= Boyars of Fogaras =

Group of Romanian nobles in the medieval Kingdom of Hungary

The boyars of Fogaras (now Făgăraș in Romania) were a group of Vlach (or Romanian) conditional nobles in the medieval Kingdom of Hungary and the Principality (and Grand Principality) of Transylvania.

== Background ==

The earliest royal charter which mentioned the Vlachs' presence in southern Transylvania was issued in the early 13th century. The document recorded that Andrew II of Hungary had deprived the local Vlachs from a small territory between the rivers Olt, Arpaș (Árpás) and Cârțișoara and granted it to the newly established Cistercian Kerc Abbey. A hoard of hacksilver discovered at Cârțișoara, which contained a Byzantine coin from the first half of the 12th century, also confirm the Vlachs' presence in the region. The earliest record about a permanent Vlach settlement in the region – Kerch Olachorum (or "Vlachs' Kerc" at present-day Cârțișoara) – was made in 1332. Decades later, the first place names of Romanian origin were also recorded: Cuciulata in 1372 and Mândra in 1401.

Louis I of Hungary forced Vladislav I of Wallachia to accept his suzerainty in 1366. To secure Vladislav's loyalty, the king also granted him landed property in southern Transylvania, including the district of Fogaras (around present-day Făgăraș in Romania). Six years later, Vladislav donated estates to Wallachian boyars (or noblemen) in the district. Most of Vladislav's successors who also held Fogaras – Mircea the Elder, Vlad the Impaler, Radu the Fair and Basarab Laiotă – regularly granted estates to their boyars or awarded the heads of the local communities with the title boyar.

== History ==
In 1372 Vladislav I of Wallachia gave to the magistrate Ladislau de Dopca, his relative, five estates in the district of Fogaras. Mircea I of Wallachia gives the village of Szkore to Stanciul the hegumen and his brother Călin, and in 1400 he strengthens to his boyars Micul and Stoia the dominion over half of the village of Mondra. The boyars Ion, Borcea and Călin had during Mircea's reign three villages with the mountains that belonged to them, and the boyar Costea had two and a half villages.

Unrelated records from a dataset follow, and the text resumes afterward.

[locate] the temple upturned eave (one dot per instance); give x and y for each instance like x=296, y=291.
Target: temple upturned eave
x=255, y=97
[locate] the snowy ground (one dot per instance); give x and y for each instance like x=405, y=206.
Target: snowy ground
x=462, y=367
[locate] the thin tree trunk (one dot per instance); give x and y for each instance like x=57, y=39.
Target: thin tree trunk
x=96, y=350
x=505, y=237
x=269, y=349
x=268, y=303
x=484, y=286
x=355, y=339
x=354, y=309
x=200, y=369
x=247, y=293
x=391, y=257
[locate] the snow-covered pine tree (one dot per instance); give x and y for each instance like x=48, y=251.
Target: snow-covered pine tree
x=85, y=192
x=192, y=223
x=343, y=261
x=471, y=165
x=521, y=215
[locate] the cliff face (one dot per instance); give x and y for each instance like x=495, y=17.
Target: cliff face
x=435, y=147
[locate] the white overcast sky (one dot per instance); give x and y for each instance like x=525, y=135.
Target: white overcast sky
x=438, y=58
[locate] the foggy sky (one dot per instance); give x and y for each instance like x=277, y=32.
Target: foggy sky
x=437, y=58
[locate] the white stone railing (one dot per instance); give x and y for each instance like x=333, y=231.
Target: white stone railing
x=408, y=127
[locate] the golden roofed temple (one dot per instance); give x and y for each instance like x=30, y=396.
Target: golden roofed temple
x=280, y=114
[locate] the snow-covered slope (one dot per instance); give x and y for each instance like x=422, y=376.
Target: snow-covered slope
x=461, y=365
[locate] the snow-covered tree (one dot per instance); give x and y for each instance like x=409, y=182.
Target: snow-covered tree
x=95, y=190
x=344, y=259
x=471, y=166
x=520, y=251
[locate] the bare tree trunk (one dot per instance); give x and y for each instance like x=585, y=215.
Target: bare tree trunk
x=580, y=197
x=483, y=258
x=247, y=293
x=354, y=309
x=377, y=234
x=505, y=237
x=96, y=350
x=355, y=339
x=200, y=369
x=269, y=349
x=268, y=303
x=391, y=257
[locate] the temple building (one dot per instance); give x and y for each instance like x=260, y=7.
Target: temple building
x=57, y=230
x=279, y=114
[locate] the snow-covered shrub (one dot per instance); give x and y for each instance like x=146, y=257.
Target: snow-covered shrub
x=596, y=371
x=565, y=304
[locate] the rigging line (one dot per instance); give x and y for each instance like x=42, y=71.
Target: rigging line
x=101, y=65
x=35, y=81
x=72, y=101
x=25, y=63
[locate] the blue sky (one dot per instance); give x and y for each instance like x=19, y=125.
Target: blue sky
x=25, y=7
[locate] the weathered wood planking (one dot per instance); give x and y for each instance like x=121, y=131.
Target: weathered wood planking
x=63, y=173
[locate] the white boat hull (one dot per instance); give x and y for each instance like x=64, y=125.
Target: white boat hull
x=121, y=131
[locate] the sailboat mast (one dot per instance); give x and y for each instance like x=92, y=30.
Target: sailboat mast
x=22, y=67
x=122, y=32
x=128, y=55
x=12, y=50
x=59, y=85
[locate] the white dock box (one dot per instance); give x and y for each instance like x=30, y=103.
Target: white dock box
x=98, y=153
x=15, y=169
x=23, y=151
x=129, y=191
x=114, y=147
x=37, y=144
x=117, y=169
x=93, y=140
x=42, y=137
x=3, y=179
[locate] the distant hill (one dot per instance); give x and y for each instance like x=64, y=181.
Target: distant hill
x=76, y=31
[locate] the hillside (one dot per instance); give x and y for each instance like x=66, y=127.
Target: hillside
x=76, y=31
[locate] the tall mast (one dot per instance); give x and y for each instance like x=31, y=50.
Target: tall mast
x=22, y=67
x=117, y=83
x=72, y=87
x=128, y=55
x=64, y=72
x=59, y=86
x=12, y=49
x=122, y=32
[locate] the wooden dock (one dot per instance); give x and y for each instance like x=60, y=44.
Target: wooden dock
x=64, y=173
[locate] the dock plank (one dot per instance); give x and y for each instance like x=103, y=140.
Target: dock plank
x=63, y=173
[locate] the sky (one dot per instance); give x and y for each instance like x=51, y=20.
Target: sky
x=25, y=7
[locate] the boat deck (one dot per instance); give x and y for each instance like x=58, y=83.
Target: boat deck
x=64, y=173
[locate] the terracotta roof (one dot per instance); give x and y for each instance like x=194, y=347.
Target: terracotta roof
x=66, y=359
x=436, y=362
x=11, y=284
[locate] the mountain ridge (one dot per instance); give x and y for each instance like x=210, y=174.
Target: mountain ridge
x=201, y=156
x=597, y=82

Through a document from June 10, 1417, Mircea I of Wallachia strengthened Ion, Borcea and Calian,
"To the boyar of my lordship so that their village may be Árpásthou and Vad [...], of estate and inheritance and of all the services and gifts and tithes, as many as they will find in the whole land of the country [...] lordship my."

We mention that the Borcea family name still exists in Vad, and the Calian family name is found in the neighboring village, Sinke.

In 1437 the boyar Stanciu and his brother Roman receive from Vlad II Dracul the village of Voivodeni/Vajdafalva. The increase of the boyar from Fogaras was observed in the richer donations, so in 1473 the family of the master Stoica Naneș obtained from Radu cel Frumos more than 13 villages and 3 mountains.

Towards the end of the 15th century and the beginning of the following century, the history of Fogaras district experienced a more turbulent period. In 1508 a boyar revolt tried unsuccessfully to bring the country under the rule of the Muntenian voivode Mihnea cel Rău.

The 1640 conscription counts 248 boyars in the Fogaras domain. In 1648, 87 boyars appeared in the fields of Porumbáktanya and Kwmana (Komána/Comăna).

Zsuzsanna Lorántffy (1600-1660), the wife of the prince of Transylvania George I Rákóczi, the mistress of the Făgăraș Citadel, issued 21 boyar diplomas, in some cases confirming "their old boyar rights". Residents of Bucsum, Also Uczya (Alsóucsa/Ucea de Sus), Also Venechia (Veneția de Jos), Dragos (Drăguș), Sinke, Hirszen (Hârseni) received such diplomas.

In the conscription from 1720 to 1721 in 53 villages belonging to the Făgăraș, Porumbac and Comăna domains, 725 boyars have appeared.